Since Graham started, there have been only two or three meets that Udolph has been unable to attend. That says a lot considering the travel involved in a sales job; just last week, he was in State College, Pa.

As impressive as Udolph's performance has been, he has been just as impressed by the athletes that he's seen over the years.

"I enjoy watching the kids swim because I know how hard they work at it," he said.

The collegiate swimmers, especially the walk-ons – a group that has been so important to the AU team over the years – captivate him more than anyone else. The high school athletes do impress him, but he just has a different sort of admiration for walk-on collegiate swimmers.

"They do it because they enjoy it; you have to respect kids when they do that," he said.

That dedication of college athletes – the willingness to go ahead with a 16x50s warm-down set after a grueling meet – makes those meets a little more enjoyable to him than the high school duals.

This past year, Graham honored Udolph at the annual "senior meet" for his years of service.

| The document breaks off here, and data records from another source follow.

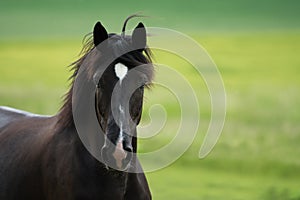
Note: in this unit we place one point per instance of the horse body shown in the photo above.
(37, 163)
(43, 158)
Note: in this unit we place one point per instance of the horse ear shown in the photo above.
(139, 39)
(99, 33)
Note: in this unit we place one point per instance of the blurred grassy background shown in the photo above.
(255, 44)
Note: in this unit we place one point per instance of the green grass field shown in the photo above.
(256, 47)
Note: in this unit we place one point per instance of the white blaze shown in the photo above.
(121, 71)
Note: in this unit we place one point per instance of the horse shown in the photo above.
(43, 157)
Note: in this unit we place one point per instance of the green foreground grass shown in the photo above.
(257, 156)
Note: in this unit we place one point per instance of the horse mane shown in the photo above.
(65, 112)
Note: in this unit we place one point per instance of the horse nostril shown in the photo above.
(128, 148)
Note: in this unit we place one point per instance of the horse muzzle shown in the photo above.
(117, 156)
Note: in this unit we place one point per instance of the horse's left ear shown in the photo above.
(139, 40)
(99, 33)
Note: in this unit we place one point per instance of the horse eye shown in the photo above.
(142, 87)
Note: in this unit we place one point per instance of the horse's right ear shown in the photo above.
(99, 33)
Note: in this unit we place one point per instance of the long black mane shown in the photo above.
(121, 43)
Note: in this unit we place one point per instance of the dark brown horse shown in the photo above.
(43, 157)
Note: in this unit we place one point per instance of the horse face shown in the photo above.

Udolph insists that it was unnecessary because the team didn't "owe" him anything, but he did appreciate it.

Here's a fun fact: for whatever reason, Udolph has a lot of trouble remembering the names of swimmers on the AU team, while remembering names really isn't a problem for him with the high school teams. His limited – albeit still extensive – contact with the teams on-deck at meets also makes it difficult for him to recognize female swimmers without their caps.

He jokes, "I could walk by five of them and not even realize it."

It's important to note that his help has not been limited to only running the timing system at meets, either. Drawing upon his sales experience and using his personal business, Udolph coordinated a bundle purchase of six Colorado systems and pads for local high schools and organizations.

He knows how to get a good deal. And that's exactly what working the meets is for him.

"It's my one thing that I'm giving to the community…it's that one little thing that I volunteer for," he said.

Udolph says that he plans on keeping it up until he and his wife retire, probably for at least another six years. Like the stereotypical retiree, he dreams of spending his winters in Florida, far away from the harsh darkness in wintry Ohio. The meet entertainment helps him get through it all, though.

"It gives me some reason to not fall asleep in my chair in the winter," he said.